La palabras son seres vivos, cumplen un ciclo vital como cualquier organismo que respira. © LexnGer

¿Qué me dicen de la palabra aviador? A mí me suena a biplanos de colores chillones, a hélices accionadas manualmente por los mecánicos, a cazadoras de cuero y a señores como el conde Almásy sobrevolando las dunas del desierto tunecino o al aguerrido Charles Lindbergh sobre el Atlántico. Nada de pilotos, ni auxiliares de vuelo ni compañías lowcost. ¿Y ambigú? Pues me conduce directamente a los amores adolescentes, al cine de verano, al ruido de las pipas, a las películas de aventuras, al sabor de los refrescos y de las golosinas que hoy se han perdido para siempre, y de creer que todas las pelis son buenísimas cuando en nuestro presente no soportarían un segundo visionado.

Ya puestos al salir del cine de verano te encontrabas con tu padre, que era el paradigma del carroza y del carca. ¿Me siguen? Ahora dibujamos una sonrisa, pero en aquellos años era palabras contundentes que destilaban madurez y enfrentamiento generacional. En España fue la Transición que delimitó también en las familias el antiguo y nuevo régimen.

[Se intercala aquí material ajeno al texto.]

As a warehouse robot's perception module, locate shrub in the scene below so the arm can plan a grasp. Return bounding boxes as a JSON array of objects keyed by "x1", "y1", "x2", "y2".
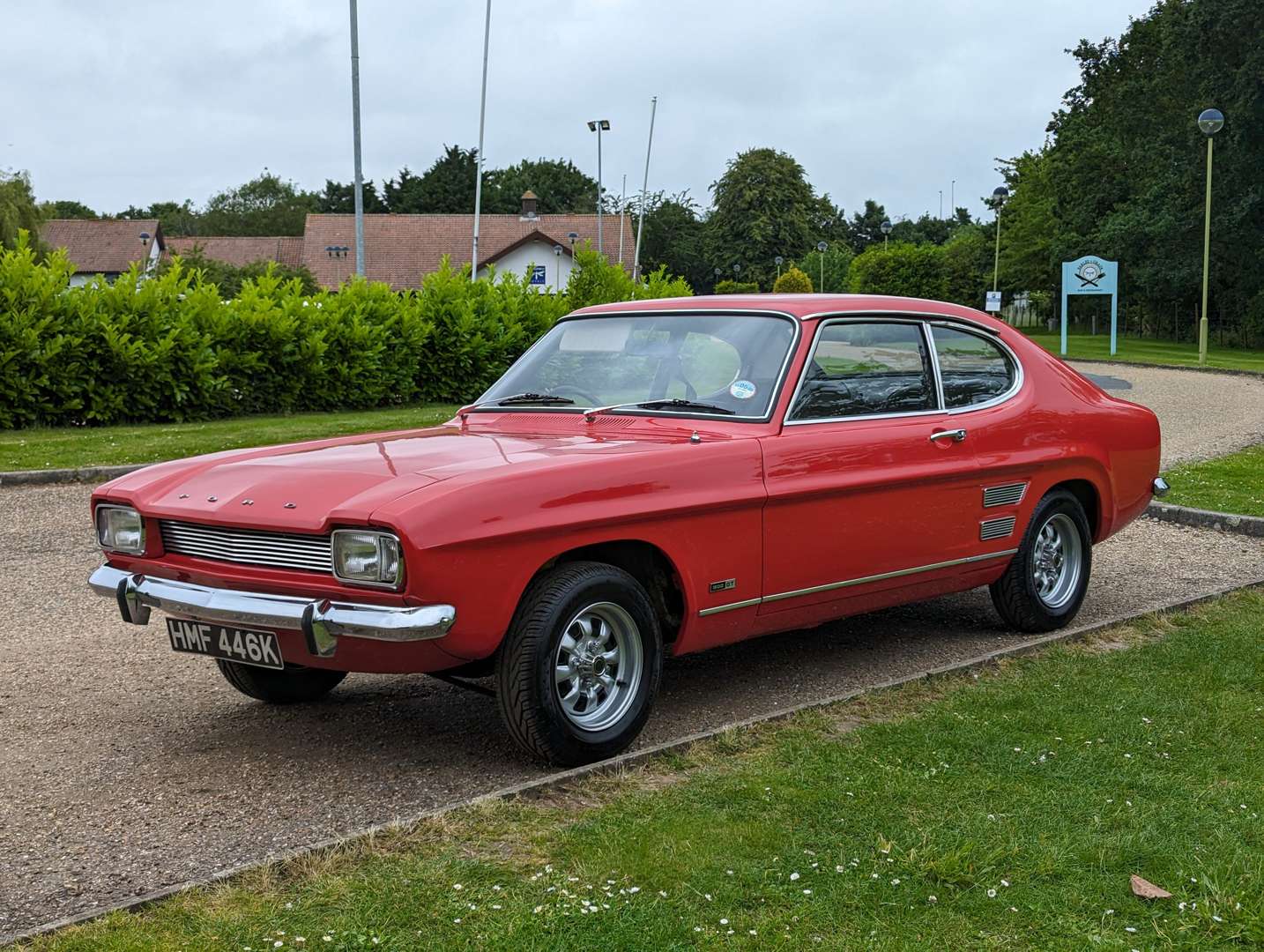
[
  {"x1": 848, "y1": 242, "x2": 948, "y2": 301},
  {"x1": 716, "y1": 279, "x2": 760, "y2": 294},
  {"x1": 772, "y1": 264, "x2": 812, "y2": 294},
  {"x1": 158, "y1": 244, "x2": 320, "y2": 297},
  {"x1": 0, "y1": 233, "x2": 693, "y2": 428}
]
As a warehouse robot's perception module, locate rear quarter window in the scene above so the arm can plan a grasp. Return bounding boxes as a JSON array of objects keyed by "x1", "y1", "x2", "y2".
[{"x1": 932, "y1": 327, "x2": 1017, "y2": 410}]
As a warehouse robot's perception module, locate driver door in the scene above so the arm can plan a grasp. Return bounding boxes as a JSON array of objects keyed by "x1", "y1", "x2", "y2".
[{"x1": 760, "y1": 318, "x2": 982, "y2": 621}]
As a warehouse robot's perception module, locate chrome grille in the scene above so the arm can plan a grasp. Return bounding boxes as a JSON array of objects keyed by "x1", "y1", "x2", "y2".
[
  {"x1": 984, "y1": 483, "x2": 1026, "y2": 509},
  {"x1": 160, "y1": 519, "x2": 334, "y2": 573},
  {"x1": 978, "y1": 516, "x2": 1015, "y2": 542}
]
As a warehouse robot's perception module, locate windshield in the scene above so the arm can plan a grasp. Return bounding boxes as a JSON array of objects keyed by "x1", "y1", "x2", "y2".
[{"x1": 478, "y1": 314, "x2": 795, "y2": 417}]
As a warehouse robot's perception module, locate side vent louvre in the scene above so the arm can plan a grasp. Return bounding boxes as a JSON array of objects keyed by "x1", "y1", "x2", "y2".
[
  {"x1": 984, "y1": 483, "x2": 1026, "y2": 509},
  {"x1": 978, "y1": 516, "x2": 1015, "y2": 542}
]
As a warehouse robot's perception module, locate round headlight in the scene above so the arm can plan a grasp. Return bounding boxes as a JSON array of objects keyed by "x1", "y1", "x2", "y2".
[
  {"x1": 332, "y1": 529, "x2": 403, "y2": 588},
  {"x1": 96, "y1": 506, "x2": 145, "y2": 555}
]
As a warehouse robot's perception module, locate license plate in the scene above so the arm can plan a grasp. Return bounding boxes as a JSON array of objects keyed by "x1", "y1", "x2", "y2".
[{"x1": 167, "y1": 618, "x2": 286, "y2": 669}]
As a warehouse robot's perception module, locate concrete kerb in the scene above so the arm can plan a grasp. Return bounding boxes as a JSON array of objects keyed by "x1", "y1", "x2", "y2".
[
  {"x1": 11, "y1": 577, "x2": 1264, "y2": 944},
  {"x1": 1142, "y1": 502, "x2": 1264, "y2": 539},
  {"x1": 0, "y1": 463, "x2": 147, "y2": 487},
  {"x1": 1049, "y1": 352, "x2": 1264, "y2": 381}
]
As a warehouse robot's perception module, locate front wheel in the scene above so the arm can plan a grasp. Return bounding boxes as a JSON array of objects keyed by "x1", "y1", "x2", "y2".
[
  {"x1": 495, "y1": 562, "x2": 662, "y2": 766},
  {"x1": 991, "y1": 489, "x2": 1093, "y2": 632},
  {"x1": 215, "y1": 658, "x2": 346, "y2": 704}
]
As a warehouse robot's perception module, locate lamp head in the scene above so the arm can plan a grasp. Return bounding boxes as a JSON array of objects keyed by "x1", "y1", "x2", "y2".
[{"x1": 1198, "y1": 108, "x2": 1225, "y2": 135}]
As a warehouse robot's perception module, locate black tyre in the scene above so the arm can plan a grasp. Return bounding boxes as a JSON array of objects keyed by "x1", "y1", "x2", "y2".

Después de pelear un poco con el padre, nos metíamos en el cuarto y allí escuchábamos el último elepé de nuestro grupo favorito, pues el vocalista asombraba al público con sus gorgoritos; además hacíamos las veces o soñábamos con convertirnos en pinchadiscos gracias a un equipo de música hi-fi, que en nada se parece a un modernísimo pickup. Qué tiempos…

Ahora no hay lavativas, ni se hacen gárgaras como remedios caseros ante cualquier dolencia, ni se acude a un cine para ver una película en sesión matiné, así, palabra casi francesa porque la falta una e más al final. Ni el más moderno del barrio sacaba en los días de fiesta un tomavistas, palabra rotunda, descriptiva, que ya en su interior lleva el ruido del motor de la cámara y los colores desvaídos de la nostalgia, de los filtros que ahora están tan de moda en plataformas como Instagram.

No nos queda otra que echar estas palabras de menos, pues se están desvaneciendo de nuestro idioma. Tal vez aparezcan en los diálogos de algún capítulo de Cuéntame cómo pasó o una persona mayor se le escape cochera en lugar de aparcamiento o párking, que es más moderno, y a los más rijosos, que rascan las palabras de lo más profundo de sus instintos, sostén por sujetador.

Las palabras son seres vivos: nacen por consenso de los hablantes, se desarrollan con significados nuevos que esos mismos hablantes les conceden y mueren sin previo aviso, encriptadas en los libros y diccionarios personales de los escritores en sus novelas. Como especies en peligro de extinción, ceden su hábitat a otras palabras más frescas y que suelen desembarcar de otros idiomas. Un brindis por las palabras que se difuminan, tan desvanecidas en el tiempo como los hablantes que las pronuncian.